To determine the subtype specification of Atoh1-induced neurons, we characterized neurons induced from Atoh1-iPSCs with various neuron subtype markers (Fig. 3). By day 36 of differentiation, ∼35% of Atoh1-induced neurons expressed tyrosine hydroxylase (TH), the rate-limiting enzyme in DA synthesis and a widely used DA neuron marker. Less than 10% of total cells expressed glutamate decarboxylase (GAD67) and serotonin, markers for GABAergic and serotonergic neurons, respectively.

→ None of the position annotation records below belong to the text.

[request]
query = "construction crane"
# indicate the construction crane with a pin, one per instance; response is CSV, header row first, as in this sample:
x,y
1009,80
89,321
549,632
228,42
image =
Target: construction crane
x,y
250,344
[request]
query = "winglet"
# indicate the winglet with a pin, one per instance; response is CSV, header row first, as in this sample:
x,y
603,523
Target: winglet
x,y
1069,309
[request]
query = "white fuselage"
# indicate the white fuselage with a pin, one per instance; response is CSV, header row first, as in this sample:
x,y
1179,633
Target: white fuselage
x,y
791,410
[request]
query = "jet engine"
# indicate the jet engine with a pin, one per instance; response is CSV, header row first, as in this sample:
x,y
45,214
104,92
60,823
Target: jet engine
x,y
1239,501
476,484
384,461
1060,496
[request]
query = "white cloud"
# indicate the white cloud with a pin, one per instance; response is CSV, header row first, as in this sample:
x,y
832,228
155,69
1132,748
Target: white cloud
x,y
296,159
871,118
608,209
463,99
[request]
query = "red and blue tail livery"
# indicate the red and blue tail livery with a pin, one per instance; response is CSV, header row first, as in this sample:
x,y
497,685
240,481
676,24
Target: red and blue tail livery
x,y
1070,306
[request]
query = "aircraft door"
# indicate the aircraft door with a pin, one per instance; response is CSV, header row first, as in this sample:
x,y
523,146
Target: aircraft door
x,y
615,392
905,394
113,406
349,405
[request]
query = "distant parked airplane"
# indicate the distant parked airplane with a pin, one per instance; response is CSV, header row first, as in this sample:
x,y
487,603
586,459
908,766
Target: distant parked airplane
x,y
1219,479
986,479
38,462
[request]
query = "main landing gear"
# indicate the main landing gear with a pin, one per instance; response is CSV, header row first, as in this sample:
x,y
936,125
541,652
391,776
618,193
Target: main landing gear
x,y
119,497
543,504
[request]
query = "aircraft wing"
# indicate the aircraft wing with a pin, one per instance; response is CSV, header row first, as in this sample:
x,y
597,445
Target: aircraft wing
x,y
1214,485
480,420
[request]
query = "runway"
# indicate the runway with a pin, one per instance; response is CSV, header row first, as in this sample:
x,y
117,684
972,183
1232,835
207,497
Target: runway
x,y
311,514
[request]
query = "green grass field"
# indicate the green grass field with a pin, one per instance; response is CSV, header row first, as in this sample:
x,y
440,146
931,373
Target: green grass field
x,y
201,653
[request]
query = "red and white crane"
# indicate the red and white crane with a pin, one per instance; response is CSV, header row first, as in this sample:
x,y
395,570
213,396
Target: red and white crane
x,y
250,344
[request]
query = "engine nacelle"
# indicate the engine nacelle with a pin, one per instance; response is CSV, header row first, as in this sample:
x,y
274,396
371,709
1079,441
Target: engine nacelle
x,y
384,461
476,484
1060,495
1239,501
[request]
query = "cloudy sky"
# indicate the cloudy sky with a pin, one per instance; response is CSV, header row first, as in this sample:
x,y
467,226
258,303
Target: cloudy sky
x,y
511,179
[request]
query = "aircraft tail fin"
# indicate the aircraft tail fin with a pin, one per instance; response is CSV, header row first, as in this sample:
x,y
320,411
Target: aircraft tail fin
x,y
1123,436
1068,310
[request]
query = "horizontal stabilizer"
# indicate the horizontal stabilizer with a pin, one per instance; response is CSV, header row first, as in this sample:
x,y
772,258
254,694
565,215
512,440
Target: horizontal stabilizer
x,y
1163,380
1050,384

Glutamatergic neurons expressing vesicular glutamate transporter 1 were not detected in Atoh1-induced neurons.
Figure 3.
Neuron subtype specification in Atoh1-induced neurons. (A): Atoh1-induced neurons derived from Atoh1-induced pluripotent stem cells were allowed to mature in vitro, and cells at differentiation day 36 were immunostained with antibodies detecting dopaminergic (TH), GABAergic (GAD67), serotonergic (serotonin), and glutamatergic (VGluT1) neuron subtypes. Cell nuclei were counterstained with DAPI. Scale bars = 50 μm. (B): Immunostained neurons from 10 random-selected microscopic fields were counted to calculate the percentage of TH+, GAD67+, serotonin+, and VGluT1+ cells over DAPI+ cells. The data represent means ± SEM. Abbreviations: DAPI, 4′,6-diamidino-2-phenylindole; N.D., not detected; TH, tyrosine hydroxylase; VGluT, vesicular glutamate transporter 1.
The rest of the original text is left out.